In Roe, Justice Harry Blackmun held that a woman’s right to privacy included the decision to terminate her pregnancy because the “detriment that the State would impose upon the pregnant woman by denying this choice altogether is apparent.” In describing this “apparent” detriment, however, Justice Blackmun barely focused on pregnancy.
After a brief but vague reference to “harms medically diagnosable even in early pregnancy” (it’s not clear whether he meant harms to the pregnant mother or diagnosable health conditions of the fetus), he focused entirely on the stigma of unwed motherhood, the distress “associated with the unwanted child,” and the problem of “bringing a child into a family” unable to care for it. In Casey, the Supreme Court said women rely on abortion to “participate equally in the economic and social life of the Nation.”
This is what Justice Barrett was getting at: if all 50 states and D.C. have resources in place to assist mothers with parenthood, can we still make the legal argument that women need abortion?
There is no longer a significant social stigma associated with “unwed motherhood.” In 1970, about 10 percent of children were born outside of marriage, but today that number as a portion of all births is 40.5 percent.
What about the “unwanted child” with no family to care for her? Today, for each such child, there are nearly 40 families waiting in line to adopt.
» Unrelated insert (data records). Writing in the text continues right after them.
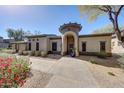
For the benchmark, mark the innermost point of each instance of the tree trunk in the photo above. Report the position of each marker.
(116, 28)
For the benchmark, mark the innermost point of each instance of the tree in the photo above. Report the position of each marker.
(10, 33)
(36, 32)
(113, 12)
(106, 29)
(17, 34)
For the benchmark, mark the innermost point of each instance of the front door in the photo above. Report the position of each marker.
(54, 46)
(70, 44)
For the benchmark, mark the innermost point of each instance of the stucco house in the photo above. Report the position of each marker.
(117, 47)
(69, 39)
(5, 43)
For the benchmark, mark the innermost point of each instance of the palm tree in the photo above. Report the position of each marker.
(112, 11)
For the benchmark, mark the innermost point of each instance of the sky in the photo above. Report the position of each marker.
(47, 19)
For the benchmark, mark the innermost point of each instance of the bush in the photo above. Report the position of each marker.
(20, 52)
(31, 53)
(37, 53)
(25, 52)
(43, 53)
(110, 73)
(102, 55)
(93, 62)
(13, 52)
(121, 61)
(13, 71)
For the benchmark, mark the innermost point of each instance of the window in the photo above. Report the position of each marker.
(29, 46)
(113, 43)
(37, 39)
(83, 46)
(122, 39)
(37, 46)
(102, 46)
(33, 39)
(54, 46)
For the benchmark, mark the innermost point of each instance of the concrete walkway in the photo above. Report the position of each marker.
(71, 72)
(63, 73)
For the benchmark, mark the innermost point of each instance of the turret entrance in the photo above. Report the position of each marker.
(70, 38)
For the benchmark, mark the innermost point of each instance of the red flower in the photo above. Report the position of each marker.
(9, 60)
(16, 78)
(1, 59)
(9, 71)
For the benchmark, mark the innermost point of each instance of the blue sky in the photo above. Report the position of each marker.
(46, 19)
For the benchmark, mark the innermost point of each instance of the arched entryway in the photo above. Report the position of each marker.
(69, 40)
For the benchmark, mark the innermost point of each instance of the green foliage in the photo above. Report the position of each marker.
(106, 29)
(13, 71)
(102, 55)
(91, 12)
(121, 61)
(93, 62)
(110, 73)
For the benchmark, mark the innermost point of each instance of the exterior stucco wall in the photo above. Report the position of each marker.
(43, 43)
(93, 43)
(116, 46)
(13, 46)
(59, 44)
(22, 47)
(4, 45)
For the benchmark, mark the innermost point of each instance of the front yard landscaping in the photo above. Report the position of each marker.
(13, 70)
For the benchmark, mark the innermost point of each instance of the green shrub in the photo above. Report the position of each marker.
(31, 53)
(102, 55)
(110, 73)
(43, 53)
(20, 52)
(121, 61)
(93, 62)
(37, 53)
(25, 52)
(13, 71)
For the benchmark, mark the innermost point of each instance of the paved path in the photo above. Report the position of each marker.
(70, 72)
(65, 72)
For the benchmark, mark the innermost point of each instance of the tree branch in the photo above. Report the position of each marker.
(119, 10)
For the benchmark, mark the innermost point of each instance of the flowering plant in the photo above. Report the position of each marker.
(13, 71)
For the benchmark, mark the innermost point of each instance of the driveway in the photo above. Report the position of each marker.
(62, 73)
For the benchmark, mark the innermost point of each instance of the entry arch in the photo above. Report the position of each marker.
(64, 42)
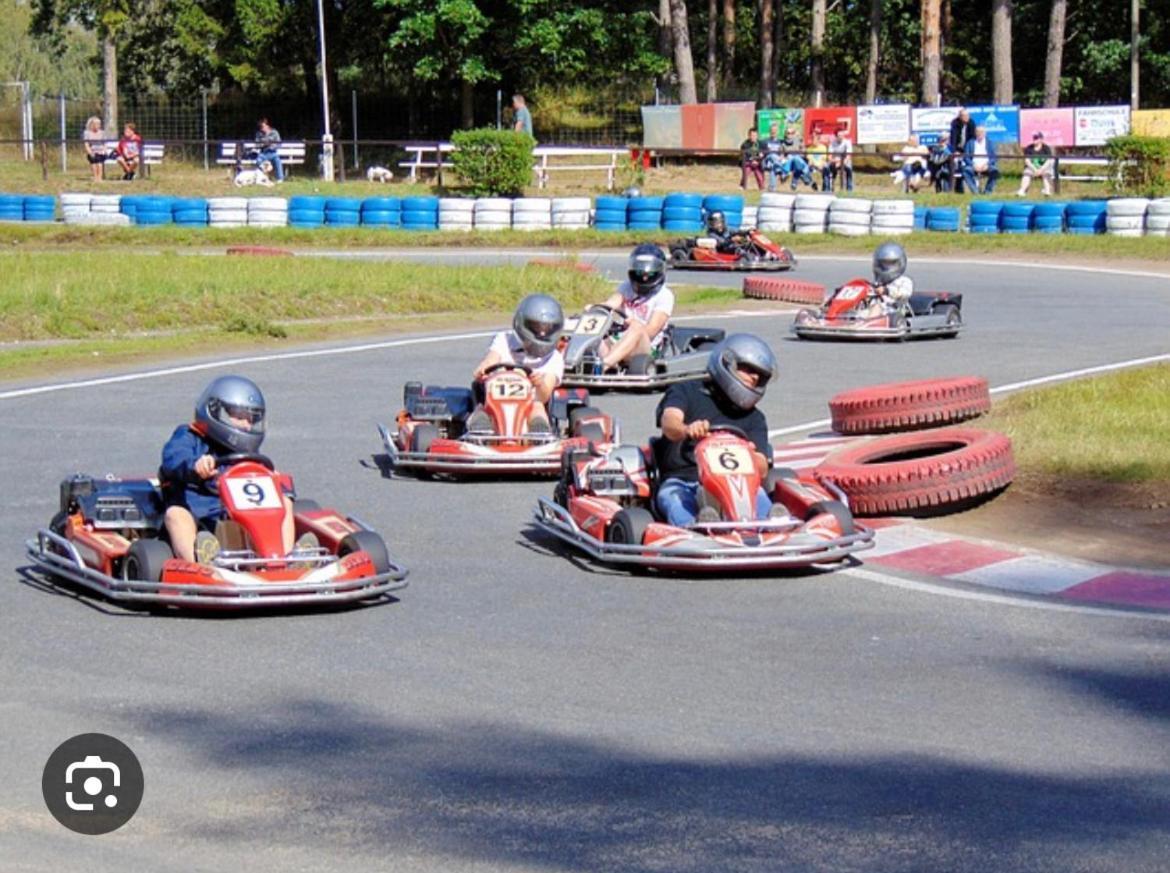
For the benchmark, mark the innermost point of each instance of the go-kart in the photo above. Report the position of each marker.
(681, 358)
(604, 504)
(752, 252)
(109, 536)
(850, 313)
(432, 433)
As an amicus brief signed by 240 women scholars and professionals demonstrates, empirical evidence demonstrates there is no causal link between the availability of abortion and women’s capacity to participate fully in society.
Roe Shifted All Responsibility to Women
As the court considers whether, in light of these factors, it should overrule Roe v. Wade, it will also need to ask whether the rationale for Roe was even right in the first place. Ironically, in emphasizing the “detriment” of motherhood to justify the right to abortion, Roe shifted the entire weight of the responsibilities of parenthood to the woman. Her choice is her problem. Abortion is an easy out for an irresponsible man — and cover for a culture that promotes ending a child’s life over building the social safety nets that help women and men to welcome children.
Justice Barrett’s inquiry suggests a different path than that taken by the Roe Court. Dobbs is the occasion for the Supreme Court to acknowledge that the “burdens” of parenthood don’t justify aborting the next generation. It is the opportunity to embrace a model of family law that recognizes that vulnerable women need communities of support — rather than to be abandoned to an isolated, sterile “privacy.”
Family law should hold fathers to meaningful responsibility for their children, support community networks to help a mother parent her child, and ensure that mechanisms like adoption and safe haven laws are available to stand in the gap when she is unable or unwilling to parent. The legal legacy of Roe posits that the continuation of pregnancy is a woman’s choice. The reality of Roe is that pregnancy and motherhood are too often a woman’s sole burden.
The message of Roe to women is that abortion is the necessary path to equality. The responsibility of pregnancy and parenthood need not and should not be the woman’s alone. Overturning Roe would be an important first step to correcting the harm it has wrought.
Elizabeth Kirk is the director of the Center for Law and the Human Person at the Catholic University of America Columbus School of Law and an associate scholar at the Charlotte Lozier Institute.